PEOWW goes to Insert Coin ’09
When the inevitable happens and Microsoft update Xbox Live one too many times leading to all our 360s becoming self-aware and deciding our fate in a microsecond, they’d better not send me back to 1984 to protect any fledgling John Connor types. First chance I get I’ll grab myself a stack of ten pence pieces and will wander into the nearest arcade I can find. Project: Bomb Jack shall commence.
I’ve been dabbling with coin-ops (coin-operated arcade machines) ever since I was small enough to need a bar stool to reach the control panel. I’m not an expert, a collector or an obsessive (although I’ve got nothing against those types). I have been running various emulators for over ten years though, and I like to keep MAME installed for rainy days or for whenever I have a retro itch to scratch.
Emulation can only invoke memories of the good old days though. It can’t recreate them perfectly. Sure, a classic is still a classic and gameplay is always king but my PS2-to-USB convertor is no substitute for even the loosest, wobbliest of sticks when I’m feeling nostalgic. Last weekend saw a chance to properly relive those halcyon days of gaming.
Insert Coin ’09, was the first exhibition of its type that I’ve seen in the UK. Most gaming exhibitions focus on the history of home computing, which is no bad thing, but IC09 was all about the arcade machines. Over a hundred dedicated cabs, set to freeplay, were lined up along the length of the hall at Northampton Saints RFC stadium, ranging from stone-cold classics, celebrated beat-’em-ups to some of the highest-rated Japanese shooters (as was evident from the strong turnout from shmups.com).

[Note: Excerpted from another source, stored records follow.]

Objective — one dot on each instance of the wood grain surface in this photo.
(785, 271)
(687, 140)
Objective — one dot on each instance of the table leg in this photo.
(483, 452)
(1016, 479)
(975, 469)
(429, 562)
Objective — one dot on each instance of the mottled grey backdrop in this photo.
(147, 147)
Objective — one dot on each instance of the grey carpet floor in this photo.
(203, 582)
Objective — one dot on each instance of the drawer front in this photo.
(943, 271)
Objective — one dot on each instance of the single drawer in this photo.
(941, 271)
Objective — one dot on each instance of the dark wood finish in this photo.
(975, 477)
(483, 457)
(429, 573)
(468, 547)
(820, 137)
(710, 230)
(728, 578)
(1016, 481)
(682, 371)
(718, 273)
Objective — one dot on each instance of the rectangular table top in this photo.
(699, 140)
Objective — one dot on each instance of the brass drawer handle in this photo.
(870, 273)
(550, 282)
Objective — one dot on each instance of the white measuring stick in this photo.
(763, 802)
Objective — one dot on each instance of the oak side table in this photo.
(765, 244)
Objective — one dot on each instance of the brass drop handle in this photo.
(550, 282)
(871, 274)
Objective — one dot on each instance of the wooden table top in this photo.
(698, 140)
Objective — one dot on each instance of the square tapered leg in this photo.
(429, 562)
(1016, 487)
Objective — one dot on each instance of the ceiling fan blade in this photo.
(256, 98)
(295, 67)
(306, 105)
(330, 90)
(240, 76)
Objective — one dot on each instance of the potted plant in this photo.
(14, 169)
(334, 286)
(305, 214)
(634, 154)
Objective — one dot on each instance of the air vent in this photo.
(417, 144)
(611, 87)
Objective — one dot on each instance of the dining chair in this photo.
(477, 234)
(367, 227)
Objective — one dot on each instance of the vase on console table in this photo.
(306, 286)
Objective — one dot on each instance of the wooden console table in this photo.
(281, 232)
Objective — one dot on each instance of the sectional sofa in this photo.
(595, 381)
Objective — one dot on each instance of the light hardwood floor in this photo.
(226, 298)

PEOWW were there to report on the event and you’ll see various write-ups in the box-outs on this article from everyone, but primarily we were there for the games. After a lengthy queueing session to get in the venue, I made a b-line straight for R-Type Leo. Much like riding a bike, those old stick skills never get forgotten and I happily advanced through the early levels vowing to buy an arcade stick the first chance I got.
Unlike other games exhibitions, IC09 didn’t bother with special guests or speakers and, Ready Up’s Cosplay Clash aside, the focus remained strictly on gaming for the duration with a few well-timed tournaments clearing the less popular machines so that people could out-cheap each other on Street Fighter IV or *shudder* Tekken 5 (has one game ever attracted so many charmless cunts before or since?).
Retro fans were well-catered for by a host of MAME cabinets (being demonstrated by their wanker owners who boasted that they made 900+ quid profit on them each and sold precisely zero) and dedicated machines for Sunset Riders (one player only – boo!), Rolling Thunder (sob!), Kung Fu Master (fuck you, boomerang boss!), R-Type (got to level four, lost power-ups, lost hope), R-Type Leo (gaming silk lightly brushing your testicles), Vendetta (sorry, couldn’t get to the prison bumming level for a screenshot) and a rather irritating Super Puzzle Fighter II cabinet that lost its colour on one corner of the screen, utterly scuppering player two.
That lot adds up to retro gold, especially with Bomb Jack, Contra and Mr Do’s Castle occupying my time on those MAME cabs.
Fans of physical violence had their pick of KOF12, BlazBlue (gorgeous but always occupied), lots of SFIV cabs and various other Capcom titles from the Marvel, Darkstalkers and Street Fighter series. Pick of the event has to be Mortal Kombat II running on a MAME cab. Specifically, my Mileena eating Tiq’s Scorpion which now means I actually own his soul. Will trade for gamerscore.
However, it was the shooting genre that stole the show with a host of classic titles and newer efforts that are too numerous to list. Highlights included the Cave titles DoDonPachi (arguably the most accessible bullet-hell shooter), Guwange (another nails-hard vert scroller but with some excellent character design) and the visual oilfest that is DeathSmiles, a game that does its best to burn your retinas whilst giving you enough firepower to invade North Korea by yourself.
Older classics like Metal Slug, Psyvariar, UN Squadron and a whole heap of bullet-ridden others made up the numbers with each game offering a different spin on the hitting enemies with pixels genre. Gamers who like their shooting to feel a little more real also had the light-gun games Vampire Night, House of the Dead 2, Ghost Squad and Lethal Enforcers III to keep them occupied.
As a first attempt, Insert Coin ’09 was a definite success and the place was mostly full of lovely people. If they can add more machines for ’10, and service a few of the cabs before the event starts, then things are looking great for next year but in the meantime a Hori arcade stick, a rotateable monitor and copy of MAME will have to make do.
If you’ve got even a passing interest in retro gaming or just fancy trying new things, IC’10 is looking essential already. We’ll be there and this time we’re one crediting EVERYTHING (read: nothing).